Staring at the miniature scene he held in his hand he was transported back in time and back to his own garden a decade ago. He had held this same piece of bark with its inhabitant once before. After a long day of work he went to sit in the bench under the avocado tree where he could relax and watch the garden and watch the sun set in the western sky. A tiny piece of bark in the mulched bed with a little sprouted seedling called out to him on that day too.
He had picked it up to look closely at this world in miniature. With a reverence he peered inside this hidden world and saw that not only was there a tiny seedling growing from the wood chip but an even tinier beetle with a high round back was crawling across the surface. It felt like he was holding the entire planet in the palm of his hand. He felt tiny and large at the same time and contemplated his own place in the scheme of things.

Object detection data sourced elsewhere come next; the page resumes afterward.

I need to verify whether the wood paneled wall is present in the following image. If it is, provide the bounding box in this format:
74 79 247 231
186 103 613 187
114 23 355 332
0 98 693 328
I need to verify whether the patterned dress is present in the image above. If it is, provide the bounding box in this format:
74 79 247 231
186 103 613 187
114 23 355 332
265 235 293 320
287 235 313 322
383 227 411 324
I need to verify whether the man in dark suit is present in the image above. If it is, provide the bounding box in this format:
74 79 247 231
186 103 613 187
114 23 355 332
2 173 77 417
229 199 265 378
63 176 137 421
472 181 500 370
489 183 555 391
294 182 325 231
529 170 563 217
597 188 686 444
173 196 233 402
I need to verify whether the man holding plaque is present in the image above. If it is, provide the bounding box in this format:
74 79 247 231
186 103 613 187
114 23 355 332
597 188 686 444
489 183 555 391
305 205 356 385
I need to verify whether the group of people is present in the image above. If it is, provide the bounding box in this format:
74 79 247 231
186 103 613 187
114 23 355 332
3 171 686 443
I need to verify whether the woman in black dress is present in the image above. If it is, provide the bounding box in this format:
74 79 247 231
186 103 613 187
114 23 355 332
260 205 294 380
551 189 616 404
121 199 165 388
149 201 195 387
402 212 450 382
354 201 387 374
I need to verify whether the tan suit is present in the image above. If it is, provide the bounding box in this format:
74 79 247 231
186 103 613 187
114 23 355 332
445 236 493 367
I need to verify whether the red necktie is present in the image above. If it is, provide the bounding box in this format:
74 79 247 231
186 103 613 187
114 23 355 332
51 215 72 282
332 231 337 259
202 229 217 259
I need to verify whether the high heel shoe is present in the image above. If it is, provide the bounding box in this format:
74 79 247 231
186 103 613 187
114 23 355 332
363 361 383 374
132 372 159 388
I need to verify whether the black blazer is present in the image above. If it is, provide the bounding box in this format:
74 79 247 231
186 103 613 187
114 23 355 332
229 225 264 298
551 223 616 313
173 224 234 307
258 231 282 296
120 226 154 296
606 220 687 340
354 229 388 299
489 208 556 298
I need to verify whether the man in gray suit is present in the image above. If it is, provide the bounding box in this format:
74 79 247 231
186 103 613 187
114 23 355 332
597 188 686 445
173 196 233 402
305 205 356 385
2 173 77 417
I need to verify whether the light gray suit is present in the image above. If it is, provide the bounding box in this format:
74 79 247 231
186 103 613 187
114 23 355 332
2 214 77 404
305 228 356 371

Now here it was again a decade later this same tiny sprout on a piece of wood cupped in his hand. When the tiny beetle with the high round back crawled into view from under the chunk of bark a shiver ran through his body. The portal of time opened again and Michael looked into the future. The seedling had become a vigorous young Ohia tree but it was growing fifty feet further up the stream from where he was now gazing through this thin place in the fabric of the universe.
The little seedling was telling him that it needed more sun to grow and would like to be moved from underneath the great Koa tree. Again Michael did as he was told and hiked up the stream and found a more open spot away from the bank of the stream. He scooped out a shallow depression and placed the wood chip with its burgeoning life gently into contact with the soil. He remembered the last time he held this miniature world in his hand when the moment had passed and it was just a piece of wood again. He had thought to just fling it into the garden and be done with it but instead out of respect he placed it back where he had found it, unable to act as if that contact had not been made or that it meant nothing.
Michael returned to the shade of the Koa tree and the boulders beneath but did not stop to stay. He had heard what he came for. It was also time for him to move from the shadows of all the trees he had planted in the past and find some new light to grow in. The path he was on was taking him in that direction. He had already reduced the gardens he tended for others by half and he should continue with that plan. He too needed to give time its due in the course of this process of growth, but it was also important that he keep striving to reach some new light.